SMW: I’d always wanted to create a line that combined traditional, historic tartans with contemporary ones I was designing. While I was in a fabric showroom in 2007, I asked what I needed to do to get a textile collection with them. My sweet friend who was the manager said I needed to be about 7,000 times more famous. I went home and started my blog, The Adventures of TartanScot, that very night, which developed a pretty enthusiastic following. And then, through a fantastic confluence of events, I found the perfect mill to partner with and started selling through my website, scotmeachamwoodhome.com. Now we’ve expanded into florals and chinoiserie patterns, and really whatever strikes my fancy. I’ll play with the scale or color of a document from my antique textile collection, or sometimes it’s just something I’ve designed in my mind. I love flipping through museum archives, and I’ll buy an antique fabric book for any amount of money. I try to be aggressive about putting myself in inspiration’s way.

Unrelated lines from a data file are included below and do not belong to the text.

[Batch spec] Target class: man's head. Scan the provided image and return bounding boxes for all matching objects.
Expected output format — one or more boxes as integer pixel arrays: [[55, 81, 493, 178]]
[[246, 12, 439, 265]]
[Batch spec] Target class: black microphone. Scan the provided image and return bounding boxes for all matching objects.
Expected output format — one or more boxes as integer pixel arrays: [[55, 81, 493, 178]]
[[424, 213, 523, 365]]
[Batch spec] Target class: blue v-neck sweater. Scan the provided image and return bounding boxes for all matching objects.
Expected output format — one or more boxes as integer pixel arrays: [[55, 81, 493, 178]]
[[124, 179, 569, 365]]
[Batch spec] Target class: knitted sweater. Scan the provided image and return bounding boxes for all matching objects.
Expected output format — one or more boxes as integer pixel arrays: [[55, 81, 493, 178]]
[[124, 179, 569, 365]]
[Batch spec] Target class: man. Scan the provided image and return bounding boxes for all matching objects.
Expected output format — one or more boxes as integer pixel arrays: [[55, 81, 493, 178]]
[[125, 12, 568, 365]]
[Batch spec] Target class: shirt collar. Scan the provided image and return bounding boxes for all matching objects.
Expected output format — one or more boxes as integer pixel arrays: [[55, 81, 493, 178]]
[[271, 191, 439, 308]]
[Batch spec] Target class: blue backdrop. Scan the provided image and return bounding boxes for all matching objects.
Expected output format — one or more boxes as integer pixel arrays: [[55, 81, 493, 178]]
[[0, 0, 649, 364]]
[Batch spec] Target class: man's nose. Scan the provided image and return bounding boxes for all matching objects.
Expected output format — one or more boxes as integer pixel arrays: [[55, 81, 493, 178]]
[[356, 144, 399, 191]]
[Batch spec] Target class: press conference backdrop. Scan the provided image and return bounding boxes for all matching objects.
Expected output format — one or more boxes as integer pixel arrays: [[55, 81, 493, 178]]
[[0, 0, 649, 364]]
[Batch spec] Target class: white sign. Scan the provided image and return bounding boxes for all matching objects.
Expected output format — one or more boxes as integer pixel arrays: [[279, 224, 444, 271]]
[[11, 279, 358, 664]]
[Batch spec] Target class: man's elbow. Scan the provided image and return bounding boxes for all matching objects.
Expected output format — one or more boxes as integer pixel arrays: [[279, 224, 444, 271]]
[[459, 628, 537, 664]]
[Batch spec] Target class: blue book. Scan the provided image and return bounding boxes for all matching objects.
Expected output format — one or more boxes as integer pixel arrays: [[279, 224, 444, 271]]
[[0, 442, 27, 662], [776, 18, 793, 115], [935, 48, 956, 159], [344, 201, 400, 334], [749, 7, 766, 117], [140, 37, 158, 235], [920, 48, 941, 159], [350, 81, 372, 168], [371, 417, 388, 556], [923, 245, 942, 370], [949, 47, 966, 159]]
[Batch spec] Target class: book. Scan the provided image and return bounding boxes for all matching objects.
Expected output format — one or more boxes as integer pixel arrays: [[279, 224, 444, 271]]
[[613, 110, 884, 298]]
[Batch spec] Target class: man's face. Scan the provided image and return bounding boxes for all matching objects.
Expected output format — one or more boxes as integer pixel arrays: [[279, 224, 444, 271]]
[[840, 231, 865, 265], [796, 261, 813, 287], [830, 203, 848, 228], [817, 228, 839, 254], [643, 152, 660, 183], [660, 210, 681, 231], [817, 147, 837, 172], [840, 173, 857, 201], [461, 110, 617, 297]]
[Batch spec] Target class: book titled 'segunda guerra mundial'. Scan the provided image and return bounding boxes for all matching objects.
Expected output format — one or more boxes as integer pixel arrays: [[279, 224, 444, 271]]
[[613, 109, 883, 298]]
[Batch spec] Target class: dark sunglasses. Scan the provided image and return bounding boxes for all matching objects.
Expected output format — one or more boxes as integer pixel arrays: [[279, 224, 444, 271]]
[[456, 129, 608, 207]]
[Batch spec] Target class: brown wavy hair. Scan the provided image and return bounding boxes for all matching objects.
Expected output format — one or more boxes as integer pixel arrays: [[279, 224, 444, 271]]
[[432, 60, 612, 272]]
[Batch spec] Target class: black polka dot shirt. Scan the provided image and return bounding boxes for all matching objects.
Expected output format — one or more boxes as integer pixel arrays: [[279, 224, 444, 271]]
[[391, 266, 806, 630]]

SH: What’s inspiring you at the moment?

SMW: As Diana Vreeland once said, the eye has to travel, but these last few months I’ve rarely been more than two blocks from my apartment. If it’s not FedEx or the grocery store, I haven’t seen it! Fortunately, I still think one of the best sources of inspiration is film. I was in my teens when I first saw Castle Howard in the Brideshead Revisited miniseries, and it wrecked me for life—that ancestral grandness is all I ever wanted in a house. Recently I’ve been watching a Hulu series called The Great about the early days of Catherine the Great. The costumes feel both period-correct and modern at the same time. It just might be inspiration for a wallpaper collection down the road.

SH: With holidays on the horizon, we’re curious how you deck your halls.

SMW: I love a repetitive motif and a good idea I can go a little crazy with. If there’s a wreath on the window, there’s going to be a wreath on every window, door, and bookcase. But I don’t like repeating myself from year to year—that’s probably a holdover from my time in retail. A couple of years ago I became obsessed with Edwardian fruit arrangements and cloved lemons and limes for about a month, and there were hundreds of them that smelled wonderful. There have certainly been times where it’s all red tartan and green magnolia, but I’m not bound by a traditional palette. One year I did turquoise and citron.

SH: How do you entertain?

SMW: In our San Francisco apartment, it was somehow easier to have a cocktail party for 60 than a sit-down dinner for eight. It’s probably going to be the same in New York. I believe in playing to your strengths as a host, and I can throw a hell of a good cocktail party. I love creating the menu with miniature versions of what I would serve at a seated dinner. Instead of a soup course, we’ll do something like a lobster bisque served in a shot glass or little shepherd’s pies for the entree. But I haven’t gotten around to planning for this year. I’m still trying to decide what color to paint the bedroom.

SH: What’s your favorite gift to give and what’s on your own wish list?

SMW: I give a lot of books. If I see an old copy of Brideshead Revisited, I’ll buy it and hang on to it for the right person or occasion. What I want for Christmas? For the apartment to be painted. Clearly, I’m obsessed.